Berlioz/Liszt: Symphonie fantastique

Run-of-the-mill Biedermeier amateur musicians steered clear of such works. But there was still a wealth of symphonies, concertos and songs that were re-written with painstaking attention to detail and dedication by countless amateur transcribers for their own range of instruments. Whether they were always flawless transcriptions in the spirit of Busoni, or arrangements with more room for creative interpretation is secondary in importance. The main thing was they were fun.

The Bach fan Busoni :A new category of transcriptions

Ferruccio Busoni opened the floodgates to the big, wide cosmos of transcriptions. His most famous work is arguably his transcription of Bach’s Chaconne in D minor (originally for solo violin) for piano. As well as being an advocate of transcriptions, Busoni was also a fan of Bach. His father was responsible for imbuing this enthusiasm, having put works by the composer on his desk on repeated occasions. It should be remembered that, despite a small renaissance in interest in Bach a few decades earlier, the composer was far less popular at the time than, say, Carl Czerny.

Hélène Grimaud plays Busoni’s transcription of Bach’s Chaconne

Transcribing Bach works allowed Ferruccio Busoni to gradually find his own musical and aesthetic path. He left showmanship behind and made no effort pretending that a piano could be everything. Instead, he became increasingly serious and consistent in his sound language, distancing himself more and more from the thinking of Franz Liszt. As a result, he created a category all of his own for transcriptions. 

Previews on the piano :Piano versions of great orchestral works

Others still kept on transcribing – including those less interested solely in writing effective piano music, and not looking to re-write an entire music theory treatise on transcriptions! They wrote transcriptions for a different reason: because the original work for orchestra was not published (or could not be published).

Even before the famously scandalous premier of Igor Stravinsky’s »Le sacre du printemps« in Paris in 1913, the composer had published a version for piano for four hands, for instance. A masterstroke of deception! He had transferred all the colours and timbres of the huge orchestra to the keys – without missing out anything. He played it with his mentor Claude Debussy to a small gathered audience, and this version of the work remained the only available version for a long time, since the orchestral score was only published years later, after the premiere was deemed a failure. One advantage of this piano version was certainly that Stravinsky was able to play, perform and present his work himself, without being reliant on orchestral patrons and critics.

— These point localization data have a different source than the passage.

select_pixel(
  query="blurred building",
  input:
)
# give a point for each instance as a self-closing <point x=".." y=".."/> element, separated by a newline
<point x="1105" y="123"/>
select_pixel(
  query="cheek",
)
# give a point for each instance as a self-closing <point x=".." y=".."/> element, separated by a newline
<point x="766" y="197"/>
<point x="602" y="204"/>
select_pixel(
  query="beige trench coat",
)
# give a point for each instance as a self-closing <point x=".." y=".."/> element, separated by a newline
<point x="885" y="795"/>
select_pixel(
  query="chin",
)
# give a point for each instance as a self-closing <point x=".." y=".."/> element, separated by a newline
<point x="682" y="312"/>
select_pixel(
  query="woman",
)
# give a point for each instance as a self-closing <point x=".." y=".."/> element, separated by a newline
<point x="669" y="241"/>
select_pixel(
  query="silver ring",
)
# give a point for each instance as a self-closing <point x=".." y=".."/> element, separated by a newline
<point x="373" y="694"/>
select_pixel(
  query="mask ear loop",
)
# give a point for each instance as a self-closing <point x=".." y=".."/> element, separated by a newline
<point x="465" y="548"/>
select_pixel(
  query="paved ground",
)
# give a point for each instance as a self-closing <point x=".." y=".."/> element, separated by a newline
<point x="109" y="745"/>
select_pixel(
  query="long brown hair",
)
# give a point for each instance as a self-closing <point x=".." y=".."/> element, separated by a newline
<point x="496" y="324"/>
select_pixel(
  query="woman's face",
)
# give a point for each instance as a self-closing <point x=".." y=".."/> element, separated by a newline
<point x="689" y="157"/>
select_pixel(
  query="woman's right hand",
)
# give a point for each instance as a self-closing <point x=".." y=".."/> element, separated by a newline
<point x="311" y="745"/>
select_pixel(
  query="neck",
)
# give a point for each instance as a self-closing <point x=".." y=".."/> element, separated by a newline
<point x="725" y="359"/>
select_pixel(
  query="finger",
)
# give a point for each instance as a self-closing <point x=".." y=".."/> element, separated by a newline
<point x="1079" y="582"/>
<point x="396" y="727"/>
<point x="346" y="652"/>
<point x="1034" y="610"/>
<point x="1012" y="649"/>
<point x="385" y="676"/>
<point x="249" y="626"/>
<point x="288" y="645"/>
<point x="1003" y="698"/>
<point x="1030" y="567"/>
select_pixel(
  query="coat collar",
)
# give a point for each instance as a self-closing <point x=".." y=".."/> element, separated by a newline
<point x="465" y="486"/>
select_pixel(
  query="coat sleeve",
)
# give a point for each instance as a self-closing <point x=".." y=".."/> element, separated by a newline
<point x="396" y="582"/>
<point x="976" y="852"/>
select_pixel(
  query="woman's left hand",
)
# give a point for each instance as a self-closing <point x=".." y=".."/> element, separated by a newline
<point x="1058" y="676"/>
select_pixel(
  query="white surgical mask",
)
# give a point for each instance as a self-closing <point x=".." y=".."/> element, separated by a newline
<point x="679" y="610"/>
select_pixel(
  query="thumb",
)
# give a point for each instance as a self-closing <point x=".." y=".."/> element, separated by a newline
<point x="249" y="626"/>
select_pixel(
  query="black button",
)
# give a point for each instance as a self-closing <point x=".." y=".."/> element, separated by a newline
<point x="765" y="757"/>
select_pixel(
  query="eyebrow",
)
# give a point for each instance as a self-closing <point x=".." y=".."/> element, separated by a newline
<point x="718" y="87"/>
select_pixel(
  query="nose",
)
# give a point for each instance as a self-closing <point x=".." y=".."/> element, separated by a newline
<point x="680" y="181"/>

Lucas & Arthur Jussen play »Le sacre du printemps«


Maurice Ravel had a similar experience when he made a transcription for solo piano of his work »La Valse«, originally planned as a ballet, shortly after its premiere. He tried wherever possible to stage the orchestral arrangement in all its complexity. And wherever this wasn’t possible, he would add an additional part separately.
Fortunately for us, Ravel also created a version for two pianos, which is performed more often today than the original. The transcription by Lucien Garban, a colleague and friend of Ravel, also for two pianos, was not as successful. It seems that producing a bad copy is not the solution either.